Conforme o assessor, estudos indicam que nos próximos dois anos a população sofrerá os impactos da EC 95. “Precisamos dar atenção especial aos que nascem e para os que envelhecem, visto que o custo da saúde é muito mais alto para a população idosa. E o impacto será maior quando você medir essa questão individual, per capita, na relação que tem hoje com o orçamento global da saúde pública. A emenda 95, ao contrário de outras leis, deu um impacto considerável na saúde”.

 

Agenor afirma que todos os governos, independente da coloração política, e de partido, não apresentaram diferença na política econômica. “A área econômica sempre achou que nós da saúde éramos perdulários, porque a preocupação é outra. Essa discussão do PIB para mim não tem significado na questão da saúde”, disse, ao exemplificar que o PIB da saúde aplicado no Brasil é igual ao PIB da Inglaterra. Entretanto, para Agenor, é preciso fazer outra conta, relacionada ao tamanho da população e ao valor global do orçamento aplicado nos dois países. “A discussão que temos que fazer, no meu entendimento, é outra. Qual o montante de recursos que preciso para dar atenção à saúde para as pessoas que estão distantes e que precisam de atendimento à saúde, seja do mais simples ao mais complexo”, defendeu.

 

É neste sentido que está a diferença entre alguns sistemas universais e o sistema universal brasileiro, visto que os conceitos, princípios e diretrizes são parecidos. “Mas há uma questão totalmente diferente, que temos que resgatar: a responsabilidade política da nação.  O SUS não nasceu por uma conquista do Congresso Constituinte, o SUS nasceu por uma conquista da população que não aceitava mais a diferenciação de atendimento. Precisamos hoje de politizar a necessidade do Sistema Único de Saúde”, destacou.

 

O assessor da Fiocruz Brasília enfatizou a necessidade de defesa do Sistema Único de Saúde, que apresenta problemas, assim como outros sistemas de países com a Inglaterra e o Canadá. “O custo da saúde é muito alto, a inflação da saúde é muito maior que a da economia e a incorporação da tecnologia cria paradoxos, ela ajuda e aumenta esse custo”, complementou.

 

Agenor considera ser uma obrigação a avaliação e a proposição de correções a partir do que se espera do SUS, mas tendo a certeza das dificuldades, “em um momento de restrição fiscal, de restrição política e no qual segmentos da vida nacional hoje se colocam contrários e têm propostas para minar ainda mais os interesses do SUS”. Ao final da sua fala, enfatizou: “a diferença do que a gente fez e o que as pessoas tentam colocar é simples: todos os brasileiros hoje são cidadãos, mas muitos não têm direito à cidadania. O que queremos é todos os cidadãos com direito à cidadania, e é isso que nós precisamos fazer”.

 

Participaram da audiência pública o presidente do Conselho Nacional de Saúde (CNS), Fernando Pigatto, o representante do Conselho Nacional de Secretários de Saúde (Conass), René José dos Santos e o presidente do Conselho Nacional das Secretarias Municipais de Saúde (Conasems), Wilames Bezerra. A audiência foi moderada pela deputada Adriana Ventura (NOVO – SP).

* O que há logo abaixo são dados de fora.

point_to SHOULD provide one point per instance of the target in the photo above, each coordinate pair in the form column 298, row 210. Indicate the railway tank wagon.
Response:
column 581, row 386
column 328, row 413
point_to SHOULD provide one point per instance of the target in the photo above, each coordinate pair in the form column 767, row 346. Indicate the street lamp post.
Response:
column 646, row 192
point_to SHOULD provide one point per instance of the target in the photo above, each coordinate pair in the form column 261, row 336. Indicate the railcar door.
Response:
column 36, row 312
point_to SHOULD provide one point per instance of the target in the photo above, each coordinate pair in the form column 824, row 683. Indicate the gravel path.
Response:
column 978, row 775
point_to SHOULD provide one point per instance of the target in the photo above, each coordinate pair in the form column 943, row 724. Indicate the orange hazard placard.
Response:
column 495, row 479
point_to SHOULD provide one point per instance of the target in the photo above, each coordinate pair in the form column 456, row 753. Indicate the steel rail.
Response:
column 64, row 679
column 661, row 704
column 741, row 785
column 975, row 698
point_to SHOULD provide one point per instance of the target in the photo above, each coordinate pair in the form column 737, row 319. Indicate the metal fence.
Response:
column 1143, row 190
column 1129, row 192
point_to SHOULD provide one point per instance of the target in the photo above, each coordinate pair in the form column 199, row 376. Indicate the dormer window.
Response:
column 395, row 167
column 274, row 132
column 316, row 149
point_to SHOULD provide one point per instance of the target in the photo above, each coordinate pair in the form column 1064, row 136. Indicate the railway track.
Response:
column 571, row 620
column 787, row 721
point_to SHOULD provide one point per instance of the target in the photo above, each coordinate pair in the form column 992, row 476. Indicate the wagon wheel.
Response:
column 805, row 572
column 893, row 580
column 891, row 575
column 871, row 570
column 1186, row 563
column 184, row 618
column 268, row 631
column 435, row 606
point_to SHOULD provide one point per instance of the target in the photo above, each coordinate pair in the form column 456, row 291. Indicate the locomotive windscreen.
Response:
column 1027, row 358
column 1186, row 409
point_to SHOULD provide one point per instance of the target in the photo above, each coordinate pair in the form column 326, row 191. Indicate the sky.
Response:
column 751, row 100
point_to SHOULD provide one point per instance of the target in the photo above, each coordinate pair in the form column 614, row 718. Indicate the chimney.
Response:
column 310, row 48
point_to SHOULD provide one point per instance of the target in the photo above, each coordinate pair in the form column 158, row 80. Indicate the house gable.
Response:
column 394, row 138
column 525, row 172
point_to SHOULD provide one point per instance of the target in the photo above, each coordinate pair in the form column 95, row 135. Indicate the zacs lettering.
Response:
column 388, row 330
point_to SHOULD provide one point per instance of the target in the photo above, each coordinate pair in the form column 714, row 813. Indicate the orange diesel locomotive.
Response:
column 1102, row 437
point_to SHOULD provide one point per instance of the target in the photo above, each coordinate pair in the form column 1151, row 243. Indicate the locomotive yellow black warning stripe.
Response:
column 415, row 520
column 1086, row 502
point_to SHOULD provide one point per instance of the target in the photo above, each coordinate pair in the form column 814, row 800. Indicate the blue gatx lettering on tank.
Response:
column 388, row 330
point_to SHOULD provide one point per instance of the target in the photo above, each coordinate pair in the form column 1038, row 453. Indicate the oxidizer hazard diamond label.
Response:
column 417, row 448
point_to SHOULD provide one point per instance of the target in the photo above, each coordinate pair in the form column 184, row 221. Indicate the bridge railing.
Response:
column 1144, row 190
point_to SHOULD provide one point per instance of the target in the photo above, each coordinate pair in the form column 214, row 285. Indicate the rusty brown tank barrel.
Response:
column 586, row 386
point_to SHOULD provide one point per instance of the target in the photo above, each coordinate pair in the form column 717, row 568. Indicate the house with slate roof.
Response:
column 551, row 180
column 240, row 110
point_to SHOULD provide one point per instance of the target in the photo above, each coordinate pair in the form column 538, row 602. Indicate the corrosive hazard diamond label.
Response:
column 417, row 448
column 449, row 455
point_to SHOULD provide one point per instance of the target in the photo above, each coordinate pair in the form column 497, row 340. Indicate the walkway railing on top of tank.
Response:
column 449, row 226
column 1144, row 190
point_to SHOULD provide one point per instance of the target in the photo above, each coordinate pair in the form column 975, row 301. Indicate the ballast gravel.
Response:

Pigatto ressaltou a realização e as discussões da 16ª Conferência Nacional de Saúde, no início de agosto, em Brasília. Criticou a perda de recursos e a instituição da EC 95, sugerindo aos parlamentares a apresentação de proposta para anular os efeitos da emenda para a saúde e a educação.

 

René dos Santos abordou a questão do investimento do PIB no Brasil – cerca de 4% aplicados na saúde, comparando-o com o de outros países, como a Inglaterra, que aplica mais de 7,5% do Produto Interno Bruto no setor. Para Wilames Bezerra, é necessário considerar as especificidades de cada município na elaboração dos planejamentos de saúde, ressaltando ainda a elevação dos custos.